Rights declared in the constitution must be guaranteed to all persons, equally. And such constitutional guarantees should be made cast iron and as absolute as the ingenuity of humans could devise. The contents and the substantive scoop of the nature of the Rights that are to be included should emerge out of the Peace Talks now in progress at various capitals in the world. What is considered here are the means by which the emerging Rights may be constitutionalised so that they will provide the fundamentalness which those embodied in the 1972 and the 1978 constitutions did not provide.

As a result of the unanimous opinion delivered by the present Supreme Court regarding the constitutional validity of the proposed 19th Amendment, the constitutional jurisprudence of Sri Lanka has been brightened by some powerful intellectual lights flashing across the Palk Straits. In the opinion of the Supreme Court it was found that there are some aspects of the 1978 constitution which are unamendable even with a combination of a two-thirds majority and a Referendum, because it forms a "basic feature' of the constitution which is found as part of its "basic structure."

This view had been pressed into use by the Indian Supreme as early as one year after the Proclamation of the Indian constitution in 1949. That was in A. K. Mahadevan v The Union of India (1950). This recent introduction to the constitutional jurisprudence of Sri Lanka has led to the recognition of a new category of laws which even with a special majority of two-thirds and a referendum, could not be passed because they conflict with a fundamental featured of the Sri Lankan constitution.

When there is a constitutional dedication to the protection of Human Rights in a country, such as Sri Lanka and India, a land cris-crossed by several ethnic communities breeding a variety of communal rivalries, any such dedication should be made in a manner that, that law is left beyond the pale of any possible constitutional amendments. The framers of the Indian constitution had consecrated immutable principles of Fundamental Rights within its Preamble and amplified them in the Fundamental Rights section - Part III - of the constitution. By approaching the structuring of the constitution in this way, what the framers had done, and what the Indian Supreme Court had found, was to give the Rights so consecrated, and their amplification, in Part III, a transcendental position. Those Rights have been regarded by the Indian Supreme Court as being placed beyond the reach of Parliament.

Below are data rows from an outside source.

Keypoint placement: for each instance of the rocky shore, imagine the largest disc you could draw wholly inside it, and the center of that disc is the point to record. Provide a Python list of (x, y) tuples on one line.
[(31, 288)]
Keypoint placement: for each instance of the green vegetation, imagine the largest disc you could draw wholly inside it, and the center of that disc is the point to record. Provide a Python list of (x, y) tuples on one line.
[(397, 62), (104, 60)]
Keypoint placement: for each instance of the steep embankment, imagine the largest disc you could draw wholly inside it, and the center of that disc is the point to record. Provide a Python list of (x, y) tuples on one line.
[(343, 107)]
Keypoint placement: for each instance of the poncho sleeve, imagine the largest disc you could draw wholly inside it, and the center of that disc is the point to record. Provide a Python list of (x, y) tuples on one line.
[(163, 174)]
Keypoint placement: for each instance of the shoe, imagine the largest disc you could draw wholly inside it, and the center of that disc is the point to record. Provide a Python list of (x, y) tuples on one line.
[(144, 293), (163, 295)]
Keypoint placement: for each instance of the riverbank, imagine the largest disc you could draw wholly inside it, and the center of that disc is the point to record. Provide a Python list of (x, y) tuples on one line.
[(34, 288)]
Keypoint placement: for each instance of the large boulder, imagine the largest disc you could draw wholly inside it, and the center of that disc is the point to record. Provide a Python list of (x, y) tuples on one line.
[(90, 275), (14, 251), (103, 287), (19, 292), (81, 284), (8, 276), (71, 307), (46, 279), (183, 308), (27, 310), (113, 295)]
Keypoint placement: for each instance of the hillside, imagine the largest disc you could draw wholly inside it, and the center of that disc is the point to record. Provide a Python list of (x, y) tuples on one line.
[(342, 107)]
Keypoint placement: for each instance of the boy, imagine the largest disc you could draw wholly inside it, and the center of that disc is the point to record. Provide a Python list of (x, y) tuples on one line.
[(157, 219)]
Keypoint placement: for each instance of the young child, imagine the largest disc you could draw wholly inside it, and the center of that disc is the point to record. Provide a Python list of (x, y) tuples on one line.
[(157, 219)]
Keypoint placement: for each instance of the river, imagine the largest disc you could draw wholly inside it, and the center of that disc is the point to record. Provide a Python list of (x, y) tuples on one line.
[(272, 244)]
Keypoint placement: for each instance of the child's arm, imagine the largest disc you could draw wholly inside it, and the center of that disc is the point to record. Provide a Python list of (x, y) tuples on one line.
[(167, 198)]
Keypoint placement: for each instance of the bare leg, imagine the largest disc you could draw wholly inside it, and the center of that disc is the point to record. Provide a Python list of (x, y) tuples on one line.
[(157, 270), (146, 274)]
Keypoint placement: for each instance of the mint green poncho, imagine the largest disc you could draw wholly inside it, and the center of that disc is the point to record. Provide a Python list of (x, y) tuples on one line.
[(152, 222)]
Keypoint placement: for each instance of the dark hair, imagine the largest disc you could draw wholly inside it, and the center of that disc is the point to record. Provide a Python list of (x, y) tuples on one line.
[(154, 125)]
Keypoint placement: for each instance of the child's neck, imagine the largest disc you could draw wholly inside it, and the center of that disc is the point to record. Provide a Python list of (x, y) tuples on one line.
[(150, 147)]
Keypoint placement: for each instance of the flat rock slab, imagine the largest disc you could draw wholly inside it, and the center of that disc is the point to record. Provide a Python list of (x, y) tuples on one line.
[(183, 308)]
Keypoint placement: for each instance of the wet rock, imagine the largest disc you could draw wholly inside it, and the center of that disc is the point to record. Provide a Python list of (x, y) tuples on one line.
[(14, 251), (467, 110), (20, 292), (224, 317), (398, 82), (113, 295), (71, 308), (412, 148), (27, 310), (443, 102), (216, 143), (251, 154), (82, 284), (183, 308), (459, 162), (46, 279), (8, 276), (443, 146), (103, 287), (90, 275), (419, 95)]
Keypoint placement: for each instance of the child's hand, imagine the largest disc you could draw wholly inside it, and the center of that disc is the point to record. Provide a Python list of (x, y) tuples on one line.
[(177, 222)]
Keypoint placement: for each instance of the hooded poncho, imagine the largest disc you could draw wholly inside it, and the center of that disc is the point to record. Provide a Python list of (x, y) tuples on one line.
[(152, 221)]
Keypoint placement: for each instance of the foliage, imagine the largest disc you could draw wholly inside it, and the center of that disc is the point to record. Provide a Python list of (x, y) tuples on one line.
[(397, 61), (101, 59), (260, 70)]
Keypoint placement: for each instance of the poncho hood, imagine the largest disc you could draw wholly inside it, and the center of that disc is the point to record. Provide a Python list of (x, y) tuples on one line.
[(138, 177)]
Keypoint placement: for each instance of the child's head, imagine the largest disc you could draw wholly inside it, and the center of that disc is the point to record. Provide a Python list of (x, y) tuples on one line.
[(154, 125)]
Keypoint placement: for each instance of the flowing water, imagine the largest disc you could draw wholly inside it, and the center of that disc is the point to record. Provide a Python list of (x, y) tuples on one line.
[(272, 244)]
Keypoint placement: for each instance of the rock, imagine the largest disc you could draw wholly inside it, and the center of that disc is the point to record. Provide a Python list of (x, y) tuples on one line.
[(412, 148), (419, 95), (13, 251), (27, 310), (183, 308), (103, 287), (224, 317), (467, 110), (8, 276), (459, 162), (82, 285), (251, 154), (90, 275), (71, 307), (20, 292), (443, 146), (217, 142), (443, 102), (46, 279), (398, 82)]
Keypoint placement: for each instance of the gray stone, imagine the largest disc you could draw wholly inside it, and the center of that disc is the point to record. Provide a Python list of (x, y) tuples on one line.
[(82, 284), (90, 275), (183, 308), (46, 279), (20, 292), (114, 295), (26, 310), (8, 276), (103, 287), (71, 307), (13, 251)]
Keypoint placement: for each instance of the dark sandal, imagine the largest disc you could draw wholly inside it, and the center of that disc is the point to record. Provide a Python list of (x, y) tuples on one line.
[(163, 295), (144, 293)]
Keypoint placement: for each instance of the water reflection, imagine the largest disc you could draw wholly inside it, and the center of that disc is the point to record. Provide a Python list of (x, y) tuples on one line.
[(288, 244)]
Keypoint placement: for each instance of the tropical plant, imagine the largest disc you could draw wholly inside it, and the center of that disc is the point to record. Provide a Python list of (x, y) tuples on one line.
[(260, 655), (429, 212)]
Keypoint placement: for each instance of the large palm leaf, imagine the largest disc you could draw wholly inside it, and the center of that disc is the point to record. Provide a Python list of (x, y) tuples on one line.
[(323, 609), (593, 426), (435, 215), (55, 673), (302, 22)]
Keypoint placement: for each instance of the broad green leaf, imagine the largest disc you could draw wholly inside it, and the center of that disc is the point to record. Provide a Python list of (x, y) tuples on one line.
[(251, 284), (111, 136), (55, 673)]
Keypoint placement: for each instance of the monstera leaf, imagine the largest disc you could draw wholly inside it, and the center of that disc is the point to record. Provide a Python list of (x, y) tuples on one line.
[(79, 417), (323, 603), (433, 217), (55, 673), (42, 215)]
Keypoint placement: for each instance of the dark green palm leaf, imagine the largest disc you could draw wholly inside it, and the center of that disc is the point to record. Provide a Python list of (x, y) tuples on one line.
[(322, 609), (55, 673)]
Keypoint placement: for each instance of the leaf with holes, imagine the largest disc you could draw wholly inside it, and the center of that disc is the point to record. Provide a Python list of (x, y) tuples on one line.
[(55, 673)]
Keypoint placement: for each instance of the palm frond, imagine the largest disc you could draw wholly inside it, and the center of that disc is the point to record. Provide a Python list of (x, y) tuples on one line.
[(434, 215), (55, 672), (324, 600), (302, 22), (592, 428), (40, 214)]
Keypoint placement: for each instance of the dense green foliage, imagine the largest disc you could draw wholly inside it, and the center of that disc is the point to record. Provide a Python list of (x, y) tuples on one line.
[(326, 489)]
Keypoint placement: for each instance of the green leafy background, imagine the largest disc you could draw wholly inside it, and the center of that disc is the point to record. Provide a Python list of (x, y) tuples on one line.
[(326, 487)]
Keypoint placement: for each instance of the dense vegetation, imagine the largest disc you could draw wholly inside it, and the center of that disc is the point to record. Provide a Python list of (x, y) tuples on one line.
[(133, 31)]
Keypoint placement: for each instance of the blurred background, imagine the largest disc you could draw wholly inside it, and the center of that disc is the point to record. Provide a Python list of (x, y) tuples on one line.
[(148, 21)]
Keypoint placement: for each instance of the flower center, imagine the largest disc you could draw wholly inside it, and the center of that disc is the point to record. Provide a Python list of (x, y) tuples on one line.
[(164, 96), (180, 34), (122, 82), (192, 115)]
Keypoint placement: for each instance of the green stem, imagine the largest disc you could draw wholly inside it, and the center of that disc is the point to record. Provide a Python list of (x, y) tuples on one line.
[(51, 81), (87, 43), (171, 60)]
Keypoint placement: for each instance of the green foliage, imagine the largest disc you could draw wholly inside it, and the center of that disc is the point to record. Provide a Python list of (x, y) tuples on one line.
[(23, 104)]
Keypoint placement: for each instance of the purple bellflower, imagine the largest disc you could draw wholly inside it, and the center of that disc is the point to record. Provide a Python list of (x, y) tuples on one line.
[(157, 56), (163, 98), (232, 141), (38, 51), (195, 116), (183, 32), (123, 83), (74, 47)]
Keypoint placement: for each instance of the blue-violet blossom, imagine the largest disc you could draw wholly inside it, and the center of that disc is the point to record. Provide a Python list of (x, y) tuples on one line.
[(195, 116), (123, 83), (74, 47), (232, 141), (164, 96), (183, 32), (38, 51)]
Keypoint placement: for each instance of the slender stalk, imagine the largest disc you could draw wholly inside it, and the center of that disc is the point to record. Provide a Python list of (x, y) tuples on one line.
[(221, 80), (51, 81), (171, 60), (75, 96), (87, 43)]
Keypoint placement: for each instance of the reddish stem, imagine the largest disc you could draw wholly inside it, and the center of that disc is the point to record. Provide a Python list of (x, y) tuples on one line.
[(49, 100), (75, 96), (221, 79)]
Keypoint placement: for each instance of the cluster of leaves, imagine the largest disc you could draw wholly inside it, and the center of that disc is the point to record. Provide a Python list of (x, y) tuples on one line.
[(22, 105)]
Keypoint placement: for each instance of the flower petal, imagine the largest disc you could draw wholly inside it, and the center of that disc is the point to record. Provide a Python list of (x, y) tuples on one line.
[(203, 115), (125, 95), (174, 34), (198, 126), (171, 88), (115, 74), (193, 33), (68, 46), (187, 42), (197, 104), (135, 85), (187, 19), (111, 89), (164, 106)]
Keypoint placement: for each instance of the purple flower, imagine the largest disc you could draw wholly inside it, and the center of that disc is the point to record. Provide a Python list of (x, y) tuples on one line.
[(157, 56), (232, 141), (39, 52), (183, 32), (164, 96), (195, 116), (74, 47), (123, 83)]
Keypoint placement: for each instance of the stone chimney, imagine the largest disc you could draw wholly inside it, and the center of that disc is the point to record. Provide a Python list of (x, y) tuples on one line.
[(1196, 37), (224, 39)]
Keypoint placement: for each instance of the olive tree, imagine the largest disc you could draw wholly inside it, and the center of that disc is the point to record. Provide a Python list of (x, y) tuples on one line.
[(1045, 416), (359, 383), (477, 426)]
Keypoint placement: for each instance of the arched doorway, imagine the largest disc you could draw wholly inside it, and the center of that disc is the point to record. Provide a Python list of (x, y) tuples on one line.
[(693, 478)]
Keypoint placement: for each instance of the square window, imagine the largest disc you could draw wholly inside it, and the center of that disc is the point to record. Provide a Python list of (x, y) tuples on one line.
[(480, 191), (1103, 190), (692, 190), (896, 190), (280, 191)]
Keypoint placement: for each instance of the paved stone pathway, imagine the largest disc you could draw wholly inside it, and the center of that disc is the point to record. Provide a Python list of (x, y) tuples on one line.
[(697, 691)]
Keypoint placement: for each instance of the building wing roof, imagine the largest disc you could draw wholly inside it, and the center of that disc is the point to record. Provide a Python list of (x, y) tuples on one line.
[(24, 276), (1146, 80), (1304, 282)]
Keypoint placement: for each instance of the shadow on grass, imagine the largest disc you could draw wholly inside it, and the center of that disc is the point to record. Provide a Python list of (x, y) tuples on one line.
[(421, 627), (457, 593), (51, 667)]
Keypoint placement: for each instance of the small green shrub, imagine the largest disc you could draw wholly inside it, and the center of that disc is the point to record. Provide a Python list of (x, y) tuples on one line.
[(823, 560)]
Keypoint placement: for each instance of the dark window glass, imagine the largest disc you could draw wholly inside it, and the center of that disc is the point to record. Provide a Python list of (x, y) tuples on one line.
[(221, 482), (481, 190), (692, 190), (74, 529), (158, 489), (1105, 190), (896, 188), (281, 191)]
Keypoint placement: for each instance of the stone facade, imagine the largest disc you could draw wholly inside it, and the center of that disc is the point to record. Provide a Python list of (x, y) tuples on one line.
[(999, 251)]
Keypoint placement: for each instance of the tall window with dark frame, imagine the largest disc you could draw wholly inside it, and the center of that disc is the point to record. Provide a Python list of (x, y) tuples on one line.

The Indian courts found that the Preamble in the nature of its formulation, using the language of a social contract, had made the Rights inscribed in it to be primordial (Golak Nath v State of Punjab - (1967) 54 AIR 1643, at P. 1657.) and therefore they were considered to be unamendable. They are unamendable even if all the members of both the Lok Sabha and the Rajya Sabha were to vote adopting such a law. The Preamble to The Indian Constitution which established the social contract, thus making the rights contained in the Preamble primordial, read:

"We, the people of India, having solemnly resolved to constitute India into a Sovereign Socialist Secular Democratic Republic and to secure to all its citizens:

Justice, social, economic and political; Liberty, of thought, expression, belief, faith and worship; Equality, of status and of opportunity; and to promote among them all Fraternity, assuring the dignity of the individual and the unity and integrity of the nation;

In our Constituent Assembly this twenty-six day of November, 1949, do hereby adopt, enact and give to ourselves this constitution."